In the recent case of Anson & Meek  FamCAFC 257, the Full Court allowed an appeal (successfully) by the husband from the trial Judge’s decision that the wife receive 40% of the overall asset pool.
This is a case where the parties were married for five years (short marriage) and had no children. The wife left her job in Melbourne working as a CEO and earning $180,000 per annum to live with the husband in East Asia. The husband and wife had also unsuccessfully attempted IVF and experienced failed pregnancies.
The case turned on the issues of the contributions made prior to the marriage, the contributions made between separation and the trial and the effect of the relationship on the wife’s income earning capacity.

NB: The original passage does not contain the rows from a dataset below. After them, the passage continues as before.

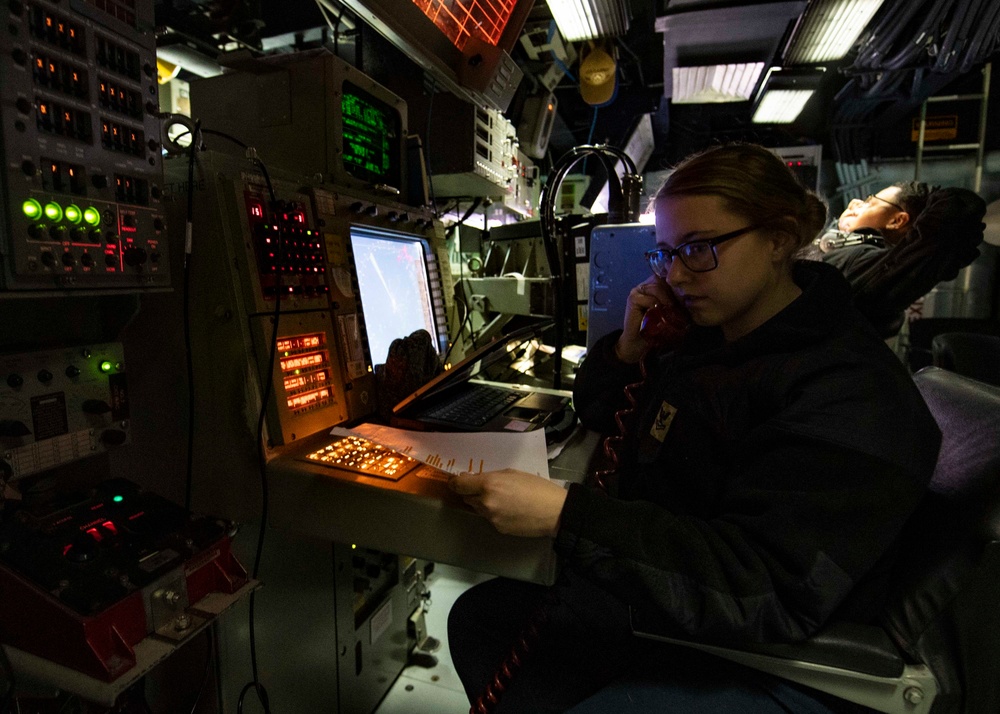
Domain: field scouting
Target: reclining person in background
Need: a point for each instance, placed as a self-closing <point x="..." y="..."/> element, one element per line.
<point x="896" y="245"/>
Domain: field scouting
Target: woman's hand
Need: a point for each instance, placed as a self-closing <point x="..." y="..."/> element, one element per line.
<point x="631" y="346"/>
<point x="515" y="502"/>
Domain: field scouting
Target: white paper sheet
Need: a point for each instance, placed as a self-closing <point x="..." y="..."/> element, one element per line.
<point x="457" y="452"/>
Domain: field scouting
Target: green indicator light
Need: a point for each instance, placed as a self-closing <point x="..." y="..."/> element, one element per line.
<point x="53" y="211"/>
<point x="32" y="209"/>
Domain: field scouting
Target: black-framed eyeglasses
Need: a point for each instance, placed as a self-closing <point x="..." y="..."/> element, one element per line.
<point x="872" y="197"/>
<point x="698" y="256"/>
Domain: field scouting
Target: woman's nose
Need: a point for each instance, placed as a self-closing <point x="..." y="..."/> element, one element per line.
<point x="677" y="272"/>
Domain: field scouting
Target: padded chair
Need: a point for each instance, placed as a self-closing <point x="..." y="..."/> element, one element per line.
<point x="936" y="649"/>
<point x="968" y="353"/>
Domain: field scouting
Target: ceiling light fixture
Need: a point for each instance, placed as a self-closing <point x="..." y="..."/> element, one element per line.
<point x="589" y="19"/>
<point x="784" y="93"/>
<point x="715" y="83"/>
<point x="828" y="29"/>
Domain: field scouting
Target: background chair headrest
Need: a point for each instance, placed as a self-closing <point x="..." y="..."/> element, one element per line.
<point x="968" y="413"/>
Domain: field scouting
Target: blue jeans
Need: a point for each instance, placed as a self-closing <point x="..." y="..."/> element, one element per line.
<point x="585" y="660"/>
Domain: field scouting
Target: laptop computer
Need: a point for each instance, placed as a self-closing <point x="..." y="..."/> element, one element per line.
<point x="453" y="402"/>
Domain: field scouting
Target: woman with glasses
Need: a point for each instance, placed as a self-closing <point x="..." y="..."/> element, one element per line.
<point x="896" y="245"/>
<point x="772" y="454"/>
<point x="889" y="213"/>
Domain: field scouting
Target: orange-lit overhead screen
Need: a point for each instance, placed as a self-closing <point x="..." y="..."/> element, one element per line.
<point x="461" y="19"/>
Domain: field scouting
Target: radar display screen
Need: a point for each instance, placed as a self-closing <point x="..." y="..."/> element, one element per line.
<point x="372" y="136"/>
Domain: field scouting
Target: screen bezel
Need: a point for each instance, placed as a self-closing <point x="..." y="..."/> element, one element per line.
<point x="427" y="256"/>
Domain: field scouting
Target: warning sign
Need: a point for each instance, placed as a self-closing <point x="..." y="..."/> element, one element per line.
<point x="938" y="128"/>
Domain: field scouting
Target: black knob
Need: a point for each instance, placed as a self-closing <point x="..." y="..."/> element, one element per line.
<point x="82" y="549"/>
<point x="13" y="428"/>
<point x="135" y="256"/>
<point x="95" y="406"/>
<point x="113" y="437"/>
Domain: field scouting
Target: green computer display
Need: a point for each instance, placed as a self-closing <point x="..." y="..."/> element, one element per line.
<point x="371" y="137"/>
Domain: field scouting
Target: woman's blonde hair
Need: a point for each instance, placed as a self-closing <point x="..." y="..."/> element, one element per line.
<point x="753" y="183"/>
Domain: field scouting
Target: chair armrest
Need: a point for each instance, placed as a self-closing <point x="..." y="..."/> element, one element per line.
<point x="864" y="649"/>
<point x="860" y="648"/>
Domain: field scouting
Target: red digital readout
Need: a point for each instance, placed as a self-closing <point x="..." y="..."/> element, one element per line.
<point x="315" y="359"/>
<point x="307" y="399"/>
<point x="300" y="342"/>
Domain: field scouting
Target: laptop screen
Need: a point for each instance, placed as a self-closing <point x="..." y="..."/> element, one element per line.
<point x="395" y="290"/>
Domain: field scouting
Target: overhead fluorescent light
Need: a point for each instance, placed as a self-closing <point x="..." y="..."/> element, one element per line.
<point x="589" y="19"/>
<point x="715" y="83"/>
<point x="784" y="93"/>
<point x="828" y="29"/>
<point x="781" y="106"/>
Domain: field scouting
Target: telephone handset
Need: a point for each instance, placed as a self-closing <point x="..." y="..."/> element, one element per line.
<point x="664" y="326"/>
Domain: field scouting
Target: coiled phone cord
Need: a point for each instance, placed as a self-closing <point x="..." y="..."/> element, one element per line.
<point x="613" y="441"/>
<point x="528" y="637"/>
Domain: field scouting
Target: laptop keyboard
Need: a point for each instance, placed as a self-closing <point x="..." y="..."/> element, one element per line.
<point x="476" y="406"/>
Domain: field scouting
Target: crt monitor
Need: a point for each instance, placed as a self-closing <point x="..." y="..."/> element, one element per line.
<point x="372" y="137"/>
<point x="395" y="287"/>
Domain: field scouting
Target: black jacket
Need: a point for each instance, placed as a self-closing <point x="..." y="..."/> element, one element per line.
<point x="794" y="457"/>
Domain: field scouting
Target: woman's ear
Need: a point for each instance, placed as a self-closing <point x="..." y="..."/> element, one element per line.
<point x="899" y="221"/>
<point x="783" y="245"/>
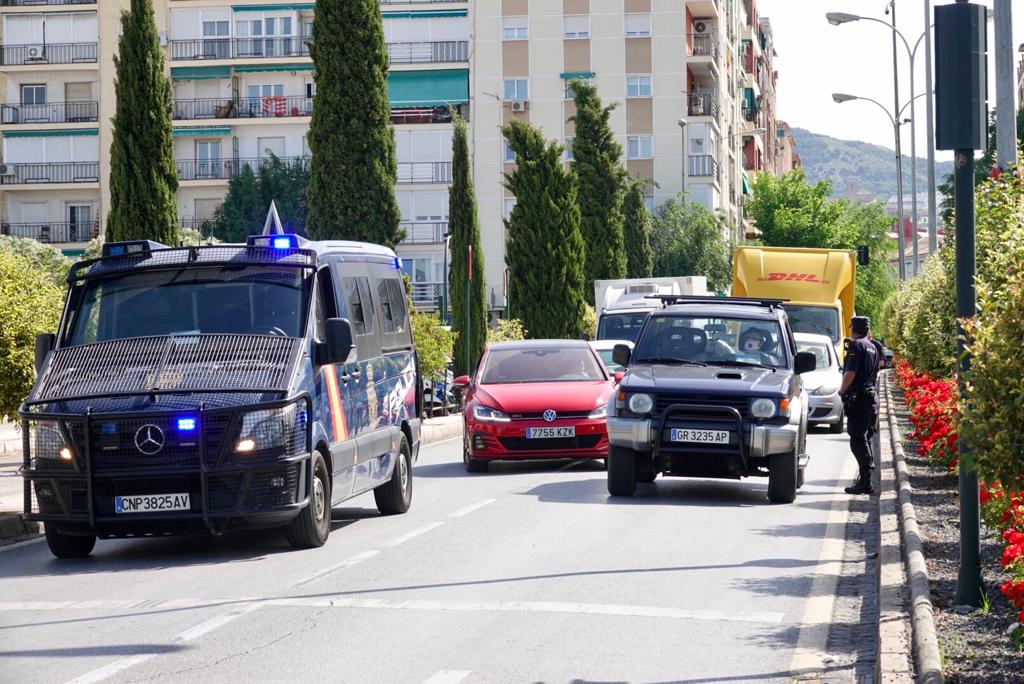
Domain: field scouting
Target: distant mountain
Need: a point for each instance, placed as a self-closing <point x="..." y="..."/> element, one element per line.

About 9 months prior to the marriage, the husband purchased a farm which was the main asset of the marriage. He purchased the farm in his sole name for $1,121,168, which purchase was funded using the husband’s savings and a loan of $745,000. At the commencement of the relationship, by comparison, the wife had assets of no more than $37,000. Expressed in another way, the husband owned 96.5% of the asset pool before marriage and the wife owned 3.5%.
The husband had also, between separation and trial, purchased a property outside of Australia. Whilst disclosed, it was treated as a separate asset to the farm.
The trial judge found that the contributions of the husband far exceeded those of the wife (80% by the husband and 20% by the wife) but her Honour then ordered a further adjustment of 20% to the wife due to her depression and lack of income earning capacity. The Full Court of the Family Court allowed the appeal by the husband and found that the decision of the trial Judge was flawed and the matter was set down for re-hearing by another Judge.
The Full Court found that her Honour focused mainly on the equal contributions by the parties during the relationship and not much else. For example, the increase in the value of the farm embraced a period of about eight and a half years which included the period of cohabitation and then approximately two and a half years post-separation period. The value of the farm was attributable to the “per hectare” value of the land and almost none of any improvements to the land; the market forces and the market value was the determinant factor of value as at trial. Another factor ignored was that the wife was 44 years of age at the time of the marriage and even though she enjoyed a lengthy career earning a high income, she did not have assets of significant value at the time of marriage, so that the effect of the marriage on her income earning capacity should not have been given as much weight by her Honour.
Apart from the above, the case is a clear reminder of the wide and unfettered discretion required to be exercised by Judges in family law matters. The Judges made clear that there is no “grouping” of cases so that a case with a short marriage cannot be used to determine the outcome of another short marriage. Each matter turns on its own facts including, for example, the income earning capacity of the parties, whether children existed and the level of contribution by each party.